Non è soltanto ciò che desta la coscienza e il portavoce del suo risveglio: è il
linguaggio restituito al vivente, quello che esprime il modo in cui viviamo il mondo
e lo stile con cui intendiamo viverlo.
Le parole libere ridanno vita al linguaggio, al contrario dell’economia
che ne fa una lingua morta, rinsecchita, composta di vocaboli intercambiabili, oggetto
di scambio e non elemento soggettivo e intersoggettivo, nato dalla magia, dall’incanto,
dalla poesia. Infatti è nella natura del linguaggio il radicarsi nella vita, in
quanto esperienza fondamentale dell’esistenza quotidiana, che diversifica gli esseri
e le cose, che li allontana e li avvicina ma, costituendo la loro sostanza comune,
non li separa mai.
La libertà d’espressione smetterà di essere il surrogato della libertà
d’azione quando la vitalità e l’efficienza che essa racchiude in sé scongiureranno
e scoraggeranno le contraffazioni creando una consonanza tra la fraternità delle
parole e la fraternità degli uomini.
La libertà di dire tutto esiste soltanto se la si rivendica di continuo.

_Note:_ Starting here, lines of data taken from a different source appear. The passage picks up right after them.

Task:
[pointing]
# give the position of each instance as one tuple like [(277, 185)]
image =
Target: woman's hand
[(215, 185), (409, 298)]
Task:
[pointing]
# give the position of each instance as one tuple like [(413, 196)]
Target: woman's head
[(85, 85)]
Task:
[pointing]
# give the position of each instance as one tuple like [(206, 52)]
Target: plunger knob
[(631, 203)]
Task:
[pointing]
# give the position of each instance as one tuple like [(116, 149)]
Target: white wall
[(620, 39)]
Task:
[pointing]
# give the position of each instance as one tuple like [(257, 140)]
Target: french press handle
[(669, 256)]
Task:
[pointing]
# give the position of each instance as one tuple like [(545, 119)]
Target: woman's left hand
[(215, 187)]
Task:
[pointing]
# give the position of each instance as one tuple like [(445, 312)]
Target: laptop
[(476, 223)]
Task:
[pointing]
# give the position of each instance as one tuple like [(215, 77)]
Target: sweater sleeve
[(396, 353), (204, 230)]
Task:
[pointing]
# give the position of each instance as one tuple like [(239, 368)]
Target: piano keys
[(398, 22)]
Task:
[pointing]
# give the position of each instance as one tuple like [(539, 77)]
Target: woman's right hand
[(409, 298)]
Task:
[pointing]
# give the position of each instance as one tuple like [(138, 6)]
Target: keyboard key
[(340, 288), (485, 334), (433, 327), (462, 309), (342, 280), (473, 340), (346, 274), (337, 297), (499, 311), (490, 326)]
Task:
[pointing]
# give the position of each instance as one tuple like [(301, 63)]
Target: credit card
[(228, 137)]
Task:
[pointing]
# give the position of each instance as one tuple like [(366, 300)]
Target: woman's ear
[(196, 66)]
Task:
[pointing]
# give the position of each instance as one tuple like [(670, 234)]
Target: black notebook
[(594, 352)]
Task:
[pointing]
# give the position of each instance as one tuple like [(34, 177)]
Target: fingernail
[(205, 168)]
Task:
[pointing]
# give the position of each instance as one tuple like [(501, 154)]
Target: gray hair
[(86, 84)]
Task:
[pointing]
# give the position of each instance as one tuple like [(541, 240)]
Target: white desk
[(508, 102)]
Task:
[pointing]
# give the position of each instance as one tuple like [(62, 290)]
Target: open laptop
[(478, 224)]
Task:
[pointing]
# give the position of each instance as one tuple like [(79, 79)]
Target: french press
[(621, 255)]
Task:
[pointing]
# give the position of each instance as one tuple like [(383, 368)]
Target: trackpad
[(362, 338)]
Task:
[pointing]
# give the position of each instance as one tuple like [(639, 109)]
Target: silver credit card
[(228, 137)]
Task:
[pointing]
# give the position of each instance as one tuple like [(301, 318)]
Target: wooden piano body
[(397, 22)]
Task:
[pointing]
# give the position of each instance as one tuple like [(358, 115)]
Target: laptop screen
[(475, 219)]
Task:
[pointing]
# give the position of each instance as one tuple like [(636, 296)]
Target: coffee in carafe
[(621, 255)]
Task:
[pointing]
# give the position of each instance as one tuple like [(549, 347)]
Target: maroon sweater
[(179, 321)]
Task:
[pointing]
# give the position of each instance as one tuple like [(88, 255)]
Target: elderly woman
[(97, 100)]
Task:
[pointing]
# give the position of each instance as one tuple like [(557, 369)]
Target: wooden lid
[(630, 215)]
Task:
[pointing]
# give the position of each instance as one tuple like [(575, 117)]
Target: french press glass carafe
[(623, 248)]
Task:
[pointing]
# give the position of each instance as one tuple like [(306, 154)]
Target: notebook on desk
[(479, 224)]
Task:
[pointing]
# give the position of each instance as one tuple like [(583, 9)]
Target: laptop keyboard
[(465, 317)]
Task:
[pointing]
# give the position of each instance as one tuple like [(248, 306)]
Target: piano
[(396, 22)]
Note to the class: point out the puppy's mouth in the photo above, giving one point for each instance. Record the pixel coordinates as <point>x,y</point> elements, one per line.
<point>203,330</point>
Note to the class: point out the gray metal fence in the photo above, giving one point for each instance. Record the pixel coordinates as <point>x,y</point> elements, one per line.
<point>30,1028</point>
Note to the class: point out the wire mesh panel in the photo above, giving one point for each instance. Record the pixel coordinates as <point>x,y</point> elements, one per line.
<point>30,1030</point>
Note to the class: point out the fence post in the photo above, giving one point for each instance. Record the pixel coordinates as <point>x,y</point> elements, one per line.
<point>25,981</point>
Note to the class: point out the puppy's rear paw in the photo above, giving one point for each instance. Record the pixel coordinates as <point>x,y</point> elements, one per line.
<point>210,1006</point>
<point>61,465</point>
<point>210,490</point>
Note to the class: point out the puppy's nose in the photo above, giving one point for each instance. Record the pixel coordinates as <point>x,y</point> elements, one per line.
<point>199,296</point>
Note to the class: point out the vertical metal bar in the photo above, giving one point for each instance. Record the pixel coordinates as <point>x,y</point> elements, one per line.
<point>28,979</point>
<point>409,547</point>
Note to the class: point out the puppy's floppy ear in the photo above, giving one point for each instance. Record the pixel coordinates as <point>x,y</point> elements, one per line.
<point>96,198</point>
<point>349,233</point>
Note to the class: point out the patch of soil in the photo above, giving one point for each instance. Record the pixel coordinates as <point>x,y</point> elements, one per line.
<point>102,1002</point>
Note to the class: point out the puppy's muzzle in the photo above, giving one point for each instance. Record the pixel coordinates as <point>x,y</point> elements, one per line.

Rinnega se stessa se si riduce a un consumo passivo di idee preconcette, la cui
proliferazione caotica la soffoca.
Resta una libertà soltanto a patto che si restituisca alle parole quella
vita inscindibile dal vissuto quotidiano, senza la quale una lingua si fossilizza
e diventa stereotipo.
Rompere con il vecchio sistema di sfruttamento che ci ha dominati finora
significa restituire al linguaggio quella vocazione poetica dotata in origine, del
potere di influire sulle circostanza e sul destino degli esseri.